Scheduler
Purpose
The scheduler is responsible for scheduling the execution of tasks. The execution of those tasks are being prioritized / scored by a ranker. The tasks are then pushed onto a priority queue.
Within the project of KAT, the scheduler is tasked with scheduling boefje, normalizer, and report tasks.
Architecture
See architecture document for the architecture and the extending document for the extending the scheduler with your own custom schedulers, and rankers.

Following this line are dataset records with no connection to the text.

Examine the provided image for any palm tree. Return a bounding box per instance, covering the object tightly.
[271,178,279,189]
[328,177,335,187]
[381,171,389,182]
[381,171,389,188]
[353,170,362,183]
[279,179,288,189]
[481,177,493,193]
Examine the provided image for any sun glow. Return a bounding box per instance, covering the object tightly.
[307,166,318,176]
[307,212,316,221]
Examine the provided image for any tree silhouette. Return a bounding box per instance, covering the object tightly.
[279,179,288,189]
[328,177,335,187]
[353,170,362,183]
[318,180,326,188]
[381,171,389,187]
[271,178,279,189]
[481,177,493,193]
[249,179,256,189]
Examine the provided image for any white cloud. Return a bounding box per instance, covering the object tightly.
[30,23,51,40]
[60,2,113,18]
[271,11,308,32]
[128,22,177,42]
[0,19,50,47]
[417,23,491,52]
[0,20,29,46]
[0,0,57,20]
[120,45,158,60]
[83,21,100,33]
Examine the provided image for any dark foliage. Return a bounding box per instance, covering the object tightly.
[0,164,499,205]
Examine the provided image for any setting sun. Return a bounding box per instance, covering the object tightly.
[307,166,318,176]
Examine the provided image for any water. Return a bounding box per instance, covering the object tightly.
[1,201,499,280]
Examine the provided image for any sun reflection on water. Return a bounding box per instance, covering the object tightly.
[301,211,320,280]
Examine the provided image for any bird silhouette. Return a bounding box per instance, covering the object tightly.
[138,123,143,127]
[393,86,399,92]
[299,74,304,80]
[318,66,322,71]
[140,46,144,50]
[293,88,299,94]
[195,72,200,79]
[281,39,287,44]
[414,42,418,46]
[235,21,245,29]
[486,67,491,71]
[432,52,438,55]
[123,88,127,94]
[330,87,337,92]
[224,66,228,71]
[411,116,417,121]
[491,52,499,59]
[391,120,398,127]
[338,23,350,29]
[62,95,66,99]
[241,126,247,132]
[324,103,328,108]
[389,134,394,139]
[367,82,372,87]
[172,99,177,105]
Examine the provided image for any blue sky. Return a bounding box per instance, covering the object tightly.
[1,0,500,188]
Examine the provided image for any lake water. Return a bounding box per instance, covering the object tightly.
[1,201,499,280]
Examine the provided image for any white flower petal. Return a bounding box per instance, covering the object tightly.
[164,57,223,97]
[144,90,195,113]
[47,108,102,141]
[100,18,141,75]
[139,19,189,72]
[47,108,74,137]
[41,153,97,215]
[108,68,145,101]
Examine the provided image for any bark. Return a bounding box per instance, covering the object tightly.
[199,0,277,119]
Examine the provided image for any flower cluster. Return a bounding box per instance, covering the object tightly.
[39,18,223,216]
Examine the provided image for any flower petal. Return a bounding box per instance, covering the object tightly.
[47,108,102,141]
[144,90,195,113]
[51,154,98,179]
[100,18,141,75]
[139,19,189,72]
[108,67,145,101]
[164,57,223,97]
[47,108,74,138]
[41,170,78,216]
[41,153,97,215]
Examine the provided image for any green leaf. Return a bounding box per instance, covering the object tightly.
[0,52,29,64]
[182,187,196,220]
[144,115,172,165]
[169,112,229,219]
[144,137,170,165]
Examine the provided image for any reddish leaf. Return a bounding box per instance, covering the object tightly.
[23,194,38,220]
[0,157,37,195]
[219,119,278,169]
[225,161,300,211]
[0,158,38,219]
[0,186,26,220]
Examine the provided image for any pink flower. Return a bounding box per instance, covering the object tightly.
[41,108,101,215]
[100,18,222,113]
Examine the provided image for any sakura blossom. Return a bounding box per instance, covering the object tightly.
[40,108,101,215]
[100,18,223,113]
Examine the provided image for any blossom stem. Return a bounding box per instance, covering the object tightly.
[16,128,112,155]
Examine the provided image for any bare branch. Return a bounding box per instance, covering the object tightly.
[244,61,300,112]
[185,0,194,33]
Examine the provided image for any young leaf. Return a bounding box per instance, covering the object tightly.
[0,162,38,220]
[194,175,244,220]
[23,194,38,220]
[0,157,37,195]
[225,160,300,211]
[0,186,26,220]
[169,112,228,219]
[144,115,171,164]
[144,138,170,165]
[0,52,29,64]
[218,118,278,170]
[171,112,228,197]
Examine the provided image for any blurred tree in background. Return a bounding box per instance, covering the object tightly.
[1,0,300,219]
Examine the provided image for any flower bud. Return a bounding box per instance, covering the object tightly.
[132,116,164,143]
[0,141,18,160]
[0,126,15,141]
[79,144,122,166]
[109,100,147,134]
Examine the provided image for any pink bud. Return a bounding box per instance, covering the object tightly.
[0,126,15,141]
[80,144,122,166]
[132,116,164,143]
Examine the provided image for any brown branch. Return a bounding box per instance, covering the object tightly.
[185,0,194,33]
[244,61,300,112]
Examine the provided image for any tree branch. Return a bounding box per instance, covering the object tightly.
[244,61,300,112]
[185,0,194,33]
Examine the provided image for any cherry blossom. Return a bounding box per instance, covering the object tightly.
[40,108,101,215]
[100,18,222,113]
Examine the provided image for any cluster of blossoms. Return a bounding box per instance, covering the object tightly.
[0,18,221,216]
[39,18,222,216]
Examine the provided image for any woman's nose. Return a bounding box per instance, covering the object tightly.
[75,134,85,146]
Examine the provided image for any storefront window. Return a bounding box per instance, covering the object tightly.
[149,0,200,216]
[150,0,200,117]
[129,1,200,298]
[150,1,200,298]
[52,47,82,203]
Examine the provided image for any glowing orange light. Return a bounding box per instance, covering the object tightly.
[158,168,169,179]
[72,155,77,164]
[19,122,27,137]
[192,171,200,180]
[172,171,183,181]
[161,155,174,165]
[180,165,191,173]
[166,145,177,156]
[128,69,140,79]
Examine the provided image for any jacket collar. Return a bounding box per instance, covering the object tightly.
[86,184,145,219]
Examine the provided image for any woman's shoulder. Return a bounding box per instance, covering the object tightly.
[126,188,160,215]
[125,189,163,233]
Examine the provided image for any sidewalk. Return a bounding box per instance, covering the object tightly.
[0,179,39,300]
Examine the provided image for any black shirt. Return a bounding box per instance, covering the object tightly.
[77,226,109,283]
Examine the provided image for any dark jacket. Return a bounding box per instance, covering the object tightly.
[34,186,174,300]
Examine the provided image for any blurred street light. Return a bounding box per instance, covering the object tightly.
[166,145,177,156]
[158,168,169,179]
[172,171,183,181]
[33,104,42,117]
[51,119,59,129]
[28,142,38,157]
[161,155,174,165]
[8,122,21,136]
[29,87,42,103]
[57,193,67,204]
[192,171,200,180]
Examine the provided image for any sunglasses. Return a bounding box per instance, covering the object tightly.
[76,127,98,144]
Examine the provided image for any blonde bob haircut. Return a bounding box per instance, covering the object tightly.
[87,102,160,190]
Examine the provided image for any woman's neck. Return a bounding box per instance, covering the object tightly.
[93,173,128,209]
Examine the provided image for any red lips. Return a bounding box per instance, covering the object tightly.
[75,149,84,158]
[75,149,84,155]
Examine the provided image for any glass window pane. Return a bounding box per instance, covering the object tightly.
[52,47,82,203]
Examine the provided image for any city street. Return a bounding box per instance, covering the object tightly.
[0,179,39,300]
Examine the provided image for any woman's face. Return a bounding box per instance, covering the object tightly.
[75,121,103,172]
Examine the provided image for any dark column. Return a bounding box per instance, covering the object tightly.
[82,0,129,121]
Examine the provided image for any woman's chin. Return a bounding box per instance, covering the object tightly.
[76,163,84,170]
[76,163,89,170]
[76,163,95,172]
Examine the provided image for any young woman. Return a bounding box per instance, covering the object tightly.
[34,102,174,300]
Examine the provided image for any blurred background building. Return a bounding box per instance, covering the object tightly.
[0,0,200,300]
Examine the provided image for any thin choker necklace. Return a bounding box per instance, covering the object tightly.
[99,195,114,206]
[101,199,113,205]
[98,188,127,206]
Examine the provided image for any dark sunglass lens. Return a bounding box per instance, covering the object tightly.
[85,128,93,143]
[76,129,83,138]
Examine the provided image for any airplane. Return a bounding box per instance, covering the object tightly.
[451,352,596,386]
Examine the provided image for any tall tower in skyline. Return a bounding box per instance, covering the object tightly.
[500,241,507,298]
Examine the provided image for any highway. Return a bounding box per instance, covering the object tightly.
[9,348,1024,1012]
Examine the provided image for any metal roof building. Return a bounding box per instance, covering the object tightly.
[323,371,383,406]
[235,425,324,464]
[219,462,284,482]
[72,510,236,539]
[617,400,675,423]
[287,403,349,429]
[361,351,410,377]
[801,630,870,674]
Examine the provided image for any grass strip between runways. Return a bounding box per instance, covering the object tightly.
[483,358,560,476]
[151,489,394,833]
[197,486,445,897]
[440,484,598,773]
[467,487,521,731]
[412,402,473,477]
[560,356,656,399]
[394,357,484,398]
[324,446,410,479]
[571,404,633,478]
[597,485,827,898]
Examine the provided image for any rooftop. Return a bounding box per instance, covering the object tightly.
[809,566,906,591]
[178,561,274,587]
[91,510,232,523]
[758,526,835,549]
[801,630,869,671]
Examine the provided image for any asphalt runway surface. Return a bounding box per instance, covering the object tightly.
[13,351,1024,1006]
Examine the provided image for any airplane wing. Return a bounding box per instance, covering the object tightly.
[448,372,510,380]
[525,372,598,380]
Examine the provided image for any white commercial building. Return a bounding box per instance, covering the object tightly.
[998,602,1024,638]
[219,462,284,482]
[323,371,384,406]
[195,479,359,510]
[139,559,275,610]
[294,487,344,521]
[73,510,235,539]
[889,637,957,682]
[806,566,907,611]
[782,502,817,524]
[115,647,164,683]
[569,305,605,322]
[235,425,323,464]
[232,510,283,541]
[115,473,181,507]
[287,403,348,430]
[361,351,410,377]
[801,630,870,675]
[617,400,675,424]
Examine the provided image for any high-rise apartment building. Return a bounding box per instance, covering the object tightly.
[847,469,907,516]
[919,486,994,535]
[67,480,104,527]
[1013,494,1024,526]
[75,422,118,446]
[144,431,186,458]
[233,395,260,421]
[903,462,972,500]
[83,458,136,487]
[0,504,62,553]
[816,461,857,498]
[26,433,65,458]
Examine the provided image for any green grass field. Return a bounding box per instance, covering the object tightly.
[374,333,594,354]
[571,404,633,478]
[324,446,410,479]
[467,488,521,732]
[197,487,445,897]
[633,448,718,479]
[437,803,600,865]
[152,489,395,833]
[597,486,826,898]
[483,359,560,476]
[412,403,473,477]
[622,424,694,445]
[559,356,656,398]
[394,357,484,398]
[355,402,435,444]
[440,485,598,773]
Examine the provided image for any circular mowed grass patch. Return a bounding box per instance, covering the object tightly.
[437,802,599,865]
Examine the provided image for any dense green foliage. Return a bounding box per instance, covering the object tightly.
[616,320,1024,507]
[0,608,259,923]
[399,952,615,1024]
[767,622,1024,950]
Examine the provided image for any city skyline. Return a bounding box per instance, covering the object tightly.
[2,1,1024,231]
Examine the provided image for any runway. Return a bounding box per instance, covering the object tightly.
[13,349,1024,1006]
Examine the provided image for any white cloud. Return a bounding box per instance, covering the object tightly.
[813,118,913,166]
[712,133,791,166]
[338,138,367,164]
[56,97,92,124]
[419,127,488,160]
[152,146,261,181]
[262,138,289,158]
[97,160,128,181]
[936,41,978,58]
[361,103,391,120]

Stack, packages and libraries
Name |
Version |
Description |
---|---|---|
Python |
^3.10 |
|
FastAPI |
^0.115.12 |
Used for api server |
SQLAlchemy |
^2.0.23 |
|
pydantic |
^2.11.3 |
|
uvicorn |
^0.29.0 |
The scheduler uses PostgreSQL as its database.
External services
The scheduler interfaces with the following services:
Service |
Usage |
---|---|
[Octopoes] |
Retrieving random OOI’s of organizations |
[Katalogus] |
Used for referencing available plugins and organizations |
[Bytes] |
Retrieve last run boefje for organization and OOI |
[RabbitMQ] |
Used for retrieving scan profile changes, and created raw data in bytes |
Project structure
.
├── docs/ # additional documentation
├── scheduler/ # scheduler python module
│ ├── clients/ # external service clients
│ │ ├── amqp/ # amqp clients
│ │ ├── http/ # http api clients
│ │ ├── __init__.py
│ │ ├── connector.py
│ │ └── errors.py
│ ├── config/ # application settings configuration
│ ├── context/ # shared application context
│ ├── models/ # internal model definitions
│ ├── schedulers/ # schedulers
│ │ ├── queue/ # priority queue implementation
│ │ ├── rankers/ # rankers for tasks
│ │ ├── schedulers/
│ │ │ ├── __init__.py
│ │ │ ├── boefje.py # boefje scheduler implementation
│ │ │ ├── normalizer.py # normalizer scheduler implementation
│ │ │ └── report.py # report scheduler implementation
│ │ ├── __init__.py
│ │ └── scheduler.py # abstract base class for schedulers
│ ├── storage/ # data abstraction layer
│ ├── server/ # http rest api server
│ ├── utils/ # common utility functions
│ ├── __init__.py
│ ├── __main__.py
│ ├── app.py # openkat scheduler app implementation
│ └── version.py # version information
└─── tests/ # test suite
Running / Developing
Typically the scheduler will be run from the overarching nl-kat-coordination project. When you want to run and the scheduler individually you can use the following setup. We are using docker to setup our development environment, but you are free to use whatever you want.
Prerequisites
By the use of environment variables we load in the configuration of the scheduler. See the environment settings section under Installation and Deployment for more information.
Running
# Build and run the scheduler in the background
$ docker compose up --build -d scheduler
Migrations
Creating a migration:
# Run migrations
make revid=0008 m="add_task_schedule" migrations
Sometimes it is helpful to run the migrations in a clean environment:
docker system prune
docker volume prune --force --all
Testing
# Run integration tests
$ make itest
# Run unit tests
$ make utest
# Individually test a file
$ make file=test_file.py utest
# Individually test a function
$ make file=test_file.py function='test_function' utest
Scripts
The scheduler comes with a few scripts that can be used to interact with the
scheduler. These scripts are located in the scripts/
directory and can be
check its documentation. These scripts are a collection of scripts that are
used for various testing and benchmarking purposes.
load.py
Allows to create multiple organisations and with a supplied data.csv
file
create objects on which a select number of boefjes will be performed upon.
docker build -t mula_scripts .
docker run -it --rm --network=host mula_scripts load.py \
--orgs {number-of-orgs} \
--oois {number-of-oois} \
--boefjes {comma-separated-list-of-boefjes}
benchmark.py
Allows to benchmark the operations of the Scheduler. When running the load.py
the benchmark script can run along side it to measure the performance of the
Scheduler.
It will check:
Errors in the logs
Task stats (how many are queued, running, etc.)
CPU and memory usage
docker build -t mula_scripts .
docker run -it --rm --network=host mula_scripts benchmark.py --container {container-id-of-scheduler}